Dai questionari è emersa un’alta scolarizzazione per circa il 94% delle persone: con il 14,1 % di persone con formazione post-laurea, il 40,6% con laurea e il 39,4% con diploma di scuola media superiore. Le persone che si sentono discriminate solo in ambito lavorativo sono il 20%, una percentuale che cresce al 24,8% di chi rinuncia a proporsi per un lavoro. Si stima che chi non denuncia rappresenti una forchetta che va dal 44 al 56% del campione. Circa la metà di coloro che cercano aiuto dopo un episodio di vittimizzazione lo fa parlandone con amici e familiari.

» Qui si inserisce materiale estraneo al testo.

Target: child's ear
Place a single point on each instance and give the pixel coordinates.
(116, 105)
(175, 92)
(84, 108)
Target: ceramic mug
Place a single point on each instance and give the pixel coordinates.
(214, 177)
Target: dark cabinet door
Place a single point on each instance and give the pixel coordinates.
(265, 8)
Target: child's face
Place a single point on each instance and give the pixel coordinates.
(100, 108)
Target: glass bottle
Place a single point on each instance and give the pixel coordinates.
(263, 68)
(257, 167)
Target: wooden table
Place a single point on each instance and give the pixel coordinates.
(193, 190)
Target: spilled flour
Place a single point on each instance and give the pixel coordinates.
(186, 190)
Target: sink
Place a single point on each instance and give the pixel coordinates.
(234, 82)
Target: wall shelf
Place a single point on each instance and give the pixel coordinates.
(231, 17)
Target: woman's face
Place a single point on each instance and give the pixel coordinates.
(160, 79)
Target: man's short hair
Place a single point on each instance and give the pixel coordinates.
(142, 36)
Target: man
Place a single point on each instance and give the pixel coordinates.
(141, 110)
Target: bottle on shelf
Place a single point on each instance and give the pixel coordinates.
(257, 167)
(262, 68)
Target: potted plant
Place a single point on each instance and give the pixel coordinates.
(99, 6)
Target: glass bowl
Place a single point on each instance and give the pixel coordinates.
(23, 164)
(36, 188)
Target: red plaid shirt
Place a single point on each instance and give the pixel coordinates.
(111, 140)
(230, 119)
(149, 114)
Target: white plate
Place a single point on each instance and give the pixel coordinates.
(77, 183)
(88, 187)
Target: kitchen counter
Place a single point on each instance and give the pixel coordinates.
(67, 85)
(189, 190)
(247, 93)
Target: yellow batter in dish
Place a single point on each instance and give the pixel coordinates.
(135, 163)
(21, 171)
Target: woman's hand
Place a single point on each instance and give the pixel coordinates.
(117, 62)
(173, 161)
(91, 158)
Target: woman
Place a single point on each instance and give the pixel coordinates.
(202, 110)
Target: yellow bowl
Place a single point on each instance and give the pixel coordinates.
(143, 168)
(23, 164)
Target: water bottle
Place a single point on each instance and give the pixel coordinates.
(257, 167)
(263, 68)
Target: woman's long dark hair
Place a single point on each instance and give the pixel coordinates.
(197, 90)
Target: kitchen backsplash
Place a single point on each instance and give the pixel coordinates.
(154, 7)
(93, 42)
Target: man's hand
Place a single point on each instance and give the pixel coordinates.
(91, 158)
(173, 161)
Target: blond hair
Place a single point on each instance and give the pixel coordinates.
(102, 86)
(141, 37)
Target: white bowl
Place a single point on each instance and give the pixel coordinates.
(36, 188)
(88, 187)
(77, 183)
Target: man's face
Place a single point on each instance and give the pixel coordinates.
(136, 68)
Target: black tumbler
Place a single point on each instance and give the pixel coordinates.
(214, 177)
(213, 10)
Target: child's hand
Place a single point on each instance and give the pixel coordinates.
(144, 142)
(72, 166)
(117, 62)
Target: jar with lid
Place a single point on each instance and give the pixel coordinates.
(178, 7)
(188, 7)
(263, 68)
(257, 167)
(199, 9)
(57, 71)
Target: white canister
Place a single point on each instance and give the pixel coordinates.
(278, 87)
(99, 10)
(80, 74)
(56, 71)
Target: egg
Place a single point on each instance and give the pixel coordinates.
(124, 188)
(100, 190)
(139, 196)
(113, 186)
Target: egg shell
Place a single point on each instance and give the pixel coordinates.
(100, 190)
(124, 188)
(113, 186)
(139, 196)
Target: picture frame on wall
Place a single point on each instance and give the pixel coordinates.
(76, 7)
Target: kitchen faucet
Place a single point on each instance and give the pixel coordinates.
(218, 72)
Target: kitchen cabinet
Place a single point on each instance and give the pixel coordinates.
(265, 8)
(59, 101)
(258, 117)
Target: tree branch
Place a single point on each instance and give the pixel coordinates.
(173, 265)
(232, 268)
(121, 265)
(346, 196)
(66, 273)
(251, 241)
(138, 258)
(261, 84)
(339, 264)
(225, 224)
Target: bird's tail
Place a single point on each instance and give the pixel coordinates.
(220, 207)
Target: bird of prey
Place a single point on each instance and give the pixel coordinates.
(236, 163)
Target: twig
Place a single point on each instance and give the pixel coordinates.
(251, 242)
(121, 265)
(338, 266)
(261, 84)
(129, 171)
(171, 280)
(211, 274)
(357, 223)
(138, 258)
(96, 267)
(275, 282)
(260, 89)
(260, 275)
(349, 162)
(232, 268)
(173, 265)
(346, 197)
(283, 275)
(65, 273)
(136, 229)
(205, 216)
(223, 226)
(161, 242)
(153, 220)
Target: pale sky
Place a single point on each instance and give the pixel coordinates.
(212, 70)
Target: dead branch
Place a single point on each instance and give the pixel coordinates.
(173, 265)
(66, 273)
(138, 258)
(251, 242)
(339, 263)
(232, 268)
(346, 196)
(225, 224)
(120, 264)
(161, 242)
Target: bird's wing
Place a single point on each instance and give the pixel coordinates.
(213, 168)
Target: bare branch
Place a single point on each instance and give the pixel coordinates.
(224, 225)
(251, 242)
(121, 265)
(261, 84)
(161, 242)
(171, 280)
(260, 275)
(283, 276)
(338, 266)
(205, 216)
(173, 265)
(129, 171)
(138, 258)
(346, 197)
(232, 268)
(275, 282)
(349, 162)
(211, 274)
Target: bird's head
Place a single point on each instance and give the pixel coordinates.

L’indagine è stata realizzata da Luca Trappolin e Paolo Gusmeroli, del Dipartimento di Filosofia, Sociologia, Pedagogia e Psicologia applicata (FISPPA) dell’Università degli Studi di Padova.
“Conoscere e approfondire i problemi - spiega l’assessore regionale alle Pari opportunità, Barbara Lori -, è il primo passo per mettere in campo politiche efficaci contro le discriminazioni determinate dall’orientamento sessuale, come previsto dalla legge regionale numero 15 del 2019. Da qui l’iniziativa dell’indagine, che fornisce un primo spaccato del mondo Lgbt, e ringrazio le associazioni per la collaborazione fornita per mettere a punto il questionario e chi ha partecipato”.